October 04, 2012
Newsweek has a commentary piece this week by Venezuelan journalist Boris Muñoz which cites anonymous sources as suggesting that Hugo Chávez’s cancer is but a cleverly designed conspiracy meant to distract Venezuelans from the country’s problems:
As someone very close to Chávez told me (anonymously as he feared falling out of favor with the supreme commander), it was a welcome distraction from the wear and tear of years of failed policies. Chávez “has drawn attention away from the big problems of his administration such as its incompetence, corruption, and bureaucracy, and the nation’s criminal violence,” the source said. “He has created this dramatic scenario to … seduce the masses because he knows that, terminally ill or not, this is his last chance.”
Indeed, even some members of his inner circle suspect that Chávez’s long battle with cancer is really an elaborate charade masterfully orchestrated in complicity with the government of Havana— and one that might win him yet another term, perpetuating his presidency for another six years.
Never mind for a minute the idea that someone “very close to Chávez” describes his administration as “incompetent” and “corrupt” – “members of his inner circle” suggest Chávez never had cancer at all! With the help of those ingenious Cubans, he successfully duped the Venezuelan people – and so many naïve journalists, including Dan Rather – into believing he was in a life and death struggle against illness, even appearing take on a more plaid complexion, and have his hair fall out! In publishing this article, Newsweek has moved into Weekly World News territory, ala stories such as “Dick Cheney is a Robot” or the harder to believe “Hillary Clinton Adopts Alien Baby.”

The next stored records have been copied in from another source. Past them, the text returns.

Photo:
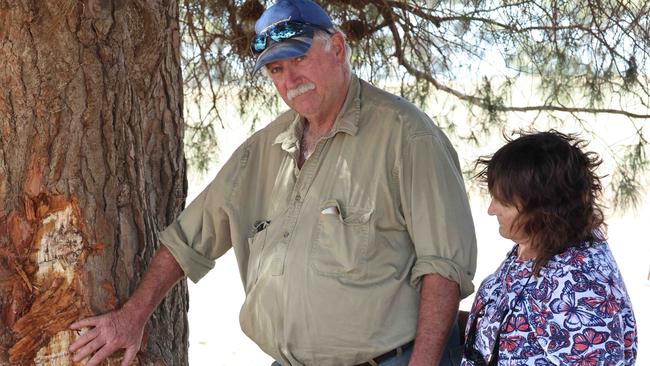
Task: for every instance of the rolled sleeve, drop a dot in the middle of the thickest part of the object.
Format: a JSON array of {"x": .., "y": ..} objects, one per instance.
[
  {"x": 437, "y": 211},
  {"x": 444, "y": 267},
  {"x": 194, "y": 264},
  {"x": 201, "y": 233}
]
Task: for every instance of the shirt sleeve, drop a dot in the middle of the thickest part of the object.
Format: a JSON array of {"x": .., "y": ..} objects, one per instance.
[
  {"x": 201, "y": 233},
  {"x": 582, "y": 325},
  {"x": 436, "y": 210}
]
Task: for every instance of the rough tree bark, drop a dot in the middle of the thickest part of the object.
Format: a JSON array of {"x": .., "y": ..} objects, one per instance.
[{"x": 91, "y": 166}]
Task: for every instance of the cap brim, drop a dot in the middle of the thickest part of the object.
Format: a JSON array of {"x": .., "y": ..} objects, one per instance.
[{"x": 294, "y": 47}]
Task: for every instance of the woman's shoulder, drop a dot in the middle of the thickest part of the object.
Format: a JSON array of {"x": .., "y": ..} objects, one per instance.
[{"x": 586, "y": 257}]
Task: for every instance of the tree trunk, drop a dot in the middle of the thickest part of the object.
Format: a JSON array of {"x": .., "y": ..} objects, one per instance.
[{"x": 91, "y": 167}]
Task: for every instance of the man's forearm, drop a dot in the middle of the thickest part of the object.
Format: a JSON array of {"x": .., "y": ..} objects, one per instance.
[
  {"x": 439, "y": 299},
  {"x": 163, "y": 273}
]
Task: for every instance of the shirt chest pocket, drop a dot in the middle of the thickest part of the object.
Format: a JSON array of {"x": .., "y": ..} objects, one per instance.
[{"x": 341, "y": 240}]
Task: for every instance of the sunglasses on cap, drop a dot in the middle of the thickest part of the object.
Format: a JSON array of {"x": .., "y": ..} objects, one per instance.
[{"x": 281, "y": 32}]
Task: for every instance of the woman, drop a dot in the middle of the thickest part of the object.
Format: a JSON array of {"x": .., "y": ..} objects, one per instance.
[{"x": 558, "y": 298}]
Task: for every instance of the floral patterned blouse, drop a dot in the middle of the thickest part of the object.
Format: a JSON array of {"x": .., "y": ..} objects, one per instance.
[{"x": 576, "y": 312}]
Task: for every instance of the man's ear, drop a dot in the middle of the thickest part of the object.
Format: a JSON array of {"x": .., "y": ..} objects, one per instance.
[{"x": 338, "y": 46}]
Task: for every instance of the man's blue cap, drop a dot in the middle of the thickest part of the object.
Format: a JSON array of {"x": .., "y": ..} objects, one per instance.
[{"x": 304, "y": 11}]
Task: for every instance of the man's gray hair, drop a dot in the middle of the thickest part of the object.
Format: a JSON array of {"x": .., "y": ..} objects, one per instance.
[{"x": 326, "y": 40}]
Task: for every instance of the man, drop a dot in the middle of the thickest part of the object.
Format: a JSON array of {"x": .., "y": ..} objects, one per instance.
[{"x": 348, "y": 217}]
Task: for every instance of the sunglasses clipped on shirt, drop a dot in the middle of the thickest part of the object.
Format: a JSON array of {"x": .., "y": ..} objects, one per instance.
[{"x": 281, "y": 32}]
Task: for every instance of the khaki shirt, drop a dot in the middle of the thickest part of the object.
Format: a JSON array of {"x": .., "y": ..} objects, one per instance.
[{"x": 331, "y": 255}]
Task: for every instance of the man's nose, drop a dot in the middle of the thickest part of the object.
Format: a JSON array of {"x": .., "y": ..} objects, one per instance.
[{"x": 491, "y": 208}]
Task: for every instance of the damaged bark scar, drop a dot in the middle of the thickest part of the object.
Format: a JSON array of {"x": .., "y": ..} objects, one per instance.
[{"x": 51, "y": 270}]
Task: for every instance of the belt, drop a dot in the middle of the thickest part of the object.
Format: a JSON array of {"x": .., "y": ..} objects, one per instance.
[{"x": 392, "y": 353}]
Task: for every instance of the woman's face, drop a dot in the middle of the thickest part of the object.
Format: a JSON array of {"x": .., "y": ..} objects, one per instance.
[{"x": 507, "y": 216}]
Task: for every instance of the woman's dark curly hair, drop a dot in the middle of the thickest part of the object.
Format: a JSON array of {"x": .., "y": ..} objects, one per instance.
[{"x": 553, "y": 184}]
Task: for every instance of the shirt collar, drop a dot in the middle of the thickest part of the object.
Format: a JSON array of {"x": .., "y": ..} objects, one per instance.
[{"x": 347, "y": 120}]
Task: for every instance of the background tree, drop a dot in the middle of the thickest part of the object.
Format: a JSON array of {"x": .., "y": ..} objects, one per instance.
[
  {"x": 581, "y": 57},
  {"x": 91, "y": 166}
]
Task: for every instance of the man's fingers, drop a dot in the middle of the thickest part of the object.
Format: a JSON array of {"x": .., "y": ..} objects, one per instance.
[
  {"x": 88, "y": 322},
  {"x": 83, "y": 339},
  {"x": 129, "y": 355},
  {"x": 89, "y": 348}
]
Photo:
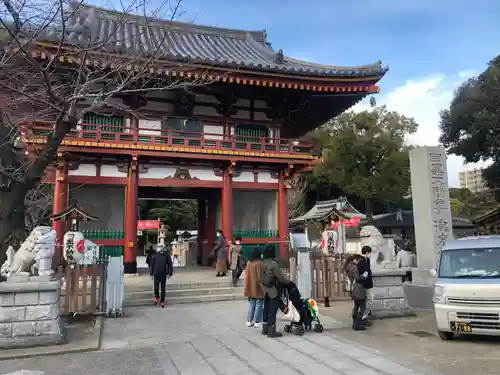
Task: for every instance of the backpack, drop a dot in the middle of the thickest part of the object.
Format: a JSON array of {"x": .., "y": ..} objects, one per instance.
[{"x": 267, "y": 277}]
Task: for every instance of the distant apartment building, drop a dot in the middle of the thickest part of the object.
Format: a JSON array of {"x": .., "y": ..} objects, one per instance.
[{"x": 473, "y": 180}]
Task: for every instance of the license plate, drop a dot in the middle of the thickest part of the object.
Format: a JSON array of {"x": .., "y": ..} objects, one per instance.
[{"x": 461, "y": 327}]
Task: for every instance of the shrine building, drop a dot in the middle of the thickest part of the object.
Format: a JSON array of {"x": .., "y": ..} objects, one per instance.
[{"x": 231, "y": 139}]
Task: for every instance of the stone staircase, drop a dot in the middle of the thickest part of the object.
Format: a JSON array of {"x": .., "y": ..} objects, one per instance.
[{"x": 140, "y": 292}]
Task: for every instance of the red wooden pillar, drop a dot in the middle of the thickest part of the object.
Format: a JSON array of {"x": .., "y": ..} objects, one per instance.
[
  {"x": 282, "y": 216},
  {"x": 60, "y": 203},
  {"x": 202, "y": 213},
  {"x": 227, "y": 205},
  {"x": 131, "y": 204},
  {"x": 210, "y": 225}
]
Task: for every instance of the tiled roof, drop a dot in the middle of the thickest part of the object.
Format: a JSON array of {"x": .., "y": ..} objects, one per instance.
[
  {"x": 405, "y": 219},
  {"x": 325, "y": 209},
  {"x": 134, "y": 35}
]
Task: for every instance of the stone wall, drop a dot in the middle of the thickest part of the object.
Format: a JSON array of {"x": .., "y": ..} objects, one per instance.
[
  {"x": 29, "y": 313},
  {"x": 388, "y": 295}
]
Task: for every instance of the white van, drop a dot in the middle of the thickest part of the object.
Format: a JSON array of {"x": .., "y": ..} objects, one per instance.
[{"x": 467, "y": 289}]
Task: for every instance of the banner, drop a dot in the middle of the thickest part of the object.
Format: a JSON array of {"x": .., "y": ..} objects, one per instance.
[{"x": 352, "y": 222}]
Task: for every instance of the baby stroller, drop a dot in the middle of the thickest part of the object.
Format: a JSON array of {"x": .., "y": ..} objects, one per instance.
[{"x": 307, "y": 310}]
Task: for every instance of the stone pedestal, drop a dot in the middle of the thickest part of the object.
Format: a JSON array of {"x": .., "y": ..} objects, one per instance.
[
  {"x": 29, "y": 312},
  {"x": 388, "y": 295},
  {"x": 432, "y": 218}
]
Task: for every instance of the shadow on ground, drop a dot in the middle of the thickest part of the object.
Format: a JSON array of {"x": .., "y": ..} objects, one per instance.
[{"x": 415, "y": 339}]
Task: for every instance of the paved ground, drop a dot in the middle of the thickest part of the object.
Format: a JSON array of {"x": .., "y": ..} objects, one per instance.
[
  {"x": 415, "y": 340},
  {"x": 212, "y": 339}
]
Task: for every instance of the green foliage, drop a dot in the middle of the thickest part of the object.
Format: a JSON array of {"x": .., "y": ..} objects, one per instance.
[
  {"x": 366, "y": 154},
  {"x": 470, "y": 126},
  {"x": 175, "y": 214},
  {"x": 468, "y": 205}
]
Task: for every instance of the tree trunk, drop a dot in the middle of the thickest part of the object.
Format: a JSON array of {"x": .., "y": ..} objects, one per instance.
[{"x": 368, "y": 211}]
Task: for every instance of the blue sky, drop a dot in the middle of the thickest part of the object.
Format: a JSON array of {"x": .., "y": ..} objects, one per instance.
[
  {"x": 430, "y": 45},
  {"x": 414, "y": 37}
]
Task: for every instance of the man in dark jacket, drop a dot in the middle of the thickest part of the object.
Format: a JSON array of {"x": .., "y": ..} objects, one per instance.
[
  {"x": 273, "y": 281},
  {"x": 364, "y": 266},
  {"x": 161, "y": 268}
]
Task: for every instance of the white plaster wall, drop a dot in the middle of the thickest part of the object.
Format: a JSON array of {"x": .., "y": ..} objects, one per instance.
[
  {"x": 84, "y": 170},
  {"x": 150, "y": 124},
  {"x": 205, "y": 111},
  {"x": 105, "y": 202},
  {"x": 204, "y": 174},
  {"x": 255, "y": 209},
  {"x": 266, "y": 177},
  {"x": 111, "y": 171},
  {"x": 241, "y": 114},
  {"x": 213, "y": 129},
  {"x": 245, "y": 176}
]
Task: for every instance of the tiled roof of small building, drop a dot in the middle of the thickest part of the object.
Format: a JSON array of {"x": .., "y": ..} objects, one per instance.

While considering this sinister plot, recall how derisively the media generally reacts to Chávez’s assertions regarding assassination plots and U.S. government subterfuge in Venezuela – even though the U.S. role in the 2002 coup, in which Chávez was removed from office is well documented.

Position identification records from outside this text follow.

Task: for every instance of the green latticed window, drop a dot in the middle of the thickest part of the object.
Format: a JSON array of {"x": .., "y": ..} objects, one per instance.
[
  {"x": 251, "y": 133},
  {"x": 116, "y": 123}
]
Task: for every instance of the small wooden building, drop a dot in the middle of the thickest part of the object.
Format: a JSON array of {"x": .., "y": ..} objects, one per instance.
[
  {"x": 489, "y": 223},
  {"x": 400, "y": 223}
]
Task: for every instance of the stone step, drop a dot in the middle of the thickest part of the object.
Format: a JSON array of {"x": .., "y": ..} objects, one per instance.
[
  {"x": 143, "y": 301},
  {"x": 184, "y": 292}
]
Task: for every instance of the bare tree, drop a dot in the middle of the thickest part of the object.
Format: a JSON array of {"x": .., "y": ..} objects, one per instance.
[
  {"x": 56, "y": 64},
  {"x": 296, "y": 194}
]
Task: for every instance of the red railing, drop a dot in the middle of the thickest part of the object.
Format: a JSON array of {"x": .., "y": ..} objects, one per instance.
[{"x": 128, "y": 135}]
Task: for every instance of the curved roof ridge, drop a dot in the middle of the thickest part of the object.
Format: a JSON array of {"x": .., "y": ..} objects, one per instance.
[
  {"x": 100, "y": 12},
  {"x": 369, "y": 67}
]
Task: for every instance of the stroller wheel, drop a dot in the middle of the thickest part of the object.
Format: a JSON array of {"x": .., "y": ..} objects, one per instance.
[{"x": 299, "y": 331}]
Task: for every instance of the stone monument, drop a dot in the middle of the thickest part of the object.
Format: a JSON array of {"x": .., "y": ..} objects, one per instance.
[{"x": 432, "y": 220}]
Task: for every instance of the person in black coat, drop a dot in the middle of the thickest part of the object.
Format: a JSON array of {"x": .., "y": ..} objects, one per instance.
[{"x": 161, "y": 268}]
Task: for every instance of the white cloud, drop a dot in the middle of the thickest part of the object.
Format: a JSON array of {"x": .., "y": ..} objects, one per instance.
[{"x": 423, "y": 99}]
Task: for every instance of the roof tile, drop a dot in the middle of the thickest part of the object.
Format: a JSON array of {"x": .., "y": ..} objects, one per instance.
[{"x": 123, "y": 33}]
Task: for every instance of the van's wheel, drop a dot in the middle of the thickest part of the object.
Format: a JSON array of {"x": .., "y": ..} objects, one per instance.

Newsweek has never reported the Venezuelan government’s slashing poverty in half, cutting extreme poverty by 70 percent, or even Venezuela’s strong economic growth once the government got control over the oil sector. And Newsweek has barely reported (save for this 2004 article) on one of the most important stories in Latin America’s modern history, one which helps explain the region’s shift to the left: the historic and unprecedented economic failure from 1980 – 2000. But it has plenty of space for wild Hollywood-style conspiracy stories.